Peringatan Yellen ke Negara-negara Besar

305862989pRIFAN FINANCINDO – Menteri Keuangan AS Janet Yellen pada hari Kamis (8/4/2021) memperingatkan risiko divergensi permanen dalam ekonomi global setelah krisis Covid-19. Dia lantas mendesak negara-negara besar untuk menyuntikkan dukungan fiskal baru yang signifikan untuk mengamankan pemulihan yang kuat.

Melansir Reuters, dalam sebuah pernyataan kepada komite pengarah Dana Moneter Internasional (IMF) dan Bank Dunia, Yellen menggarisbawahi perlunya negara-negara besar untuk terus mendukung negara-negara berkembang saat mereka bergulat dengan pandemi Covid-19, perubahan iklim, dan beban utang yang tinggi.

Dia mendesak Bank Dunia untuk membantu negara-negara, terutama yang termiskin di dunia, mendapatkan akses tepat waktu ke vaksin COVID-19, dan mendukung negosiasi yang dipercepat untuk mengisi kembali dana Asosiasi Pembangunan Internasional Bank Dunia untuk negara-negara termiskin.
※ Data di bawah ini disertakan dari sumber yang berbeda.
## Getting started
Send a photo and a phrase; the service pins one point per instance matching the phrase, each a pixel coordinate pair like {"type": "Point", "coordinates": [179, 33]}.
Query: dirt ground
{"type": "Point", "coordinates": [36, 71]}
Amerika Serikat sendiri, menurut Yellen, telah menjanjikan dana senilai US$ 4 miliar untuk inisiatif distribusi vaksin global COVAX. Dia mendesak negara lain untuk ikut bergabung.

Yellen mengatakan, Washington -yang sejauh ini hanya meminjamkan vaksin ke Meksiko dan Kanada- sedang menjajaki untuk berbagi kelebihan dosis. Akan tetapi, dia tidak memberikan rincian lebih jauh mengenai hal ini.

Pernyataan Yellen mencerminkan fokus pemerintahan Biden pada kerja sama internasional yang kuat untuk mengatasi tantangan global. Ini sangat berbeda dari pendekatan “go-it-alone” yang dilakukan oleh pemerintahan mantan Presiden Donald Trump.

“Krisis (Covid-19) telah memperburuk tren peningkatan ketimpangan pendapatan, meningkatkan kekhawatiran tentang jalur yang berbeda di dalam dan antar negara. Kita juga menghadapi ancaman perubahan iklim yang eksistensial. Kita hanya dapat menyelesaikan masalah ini melalui kerja sama internasional yang kuat,” jelas Yellen dalam sambutannya yang disiapkan untuk pertemuan pertamanya dengan Komite Moneter dan Keuangan Internasional IMF dan Komite Pembangunan Bank Dunia.

Mantan pimpinan Federal Reserve itu juga mengatakan, dukungan fiskal dan moneter yang substansial dari negara-negara ekonomi utama telah meningkatkan prospek ekonomi global secara signifikan, tetapi lebih banyak upaya diperlukan.

Yellen mengatakan, Washington sedang menerapkan rencana bantuan Covid-19 senilai US$ 1,9 triliun dan mengerjakan paket infrastruktur besar lainnya, mendesak negara-negara besar lainnya untuk mengambil tindakan serupa.